Post-earnings drift is the lower-risk approach. Here, the bot waits for the announcement, confirms the surprise was significant, and enters to ride the drift — the documented tendency for stocks to keep moving in the direction of the surprise for weeks afterwards. You miss the initial gap, but you're trading on confirmed information rather than a prediction.

Having both means the bot can capture value at two different points in the earnings cycle — before the announcement on conviction, and after it on confirmation.


What's next

The bot is built and trading. In the next post, I'll share how it performed in historical simulation across three years of earnings data, and what the first few weeks of live trading have looked like.

See you in the next one ✌️


Appendix: Academic research that informed the design

A few of the papers and findings that shaped how the bot was put together:

LLMs as analysts, not price predictors. FINSABER (2025) found that LLM-generated trading strategies fail to outperform buy-and-hold over longer timeframes. The takeaway: use LLMs as signal enhancers and qualitative reasoners, not as autonomous decision-makers. This is why the LLM only touches the research function.

LLMs can match or outperform analysts on earnings direction. The Chicago Booth study (Kim, Muhn & Nikolaev) showed that GPT-4 achieves ~60% directional accuracy on earnings predictions using chain-of-thought reasoning — outperforming the median financial analyst. This underpins the core hypothesis.

Deterministic risk management, separate from the LLM. Multiple studies informed this. FINSABER showed LLMs are overconfident and overly aggressive in bear markets. Kang & Liu (2023) documented hallucination of financial data. The conclusion: the entire risk stack must be deterministic code with no LLM override capability.

Structured data in, structured output out. Research consistently shows LLMs hallucinate financial data and struggle with numerical computation (Kang & Liu, 2023), while excelling at interpreting pre-computed numbers (Kim et al., 2024).

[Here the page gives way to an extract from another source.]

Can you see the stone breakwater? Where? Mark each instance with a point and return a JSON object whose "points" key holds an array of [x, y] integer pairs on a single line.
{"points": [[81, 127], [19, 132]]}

So the bot never asks the LLM to calculate — it feeds structured data in and gets a structured thesis out.

Adversarial bull/bear framing. The TradingAgents framework (UCLA/MIT) showed that adversarial researcher debate reduces hallucination and overconfidence. The bot's prompt forces the LLM to construct both a bull case and a bear case for every analysis, which serves a similar function.

Post-earnings announcement drift. Originally documented by Ball & Brown (1968) and extensively studied since — the tendency for stocks to continue drifting in the direction of the earnings surprise for weeks after the announcement. This is one of the most robust anomalies in empirical finance and the basis for the bot's drift capture strategy.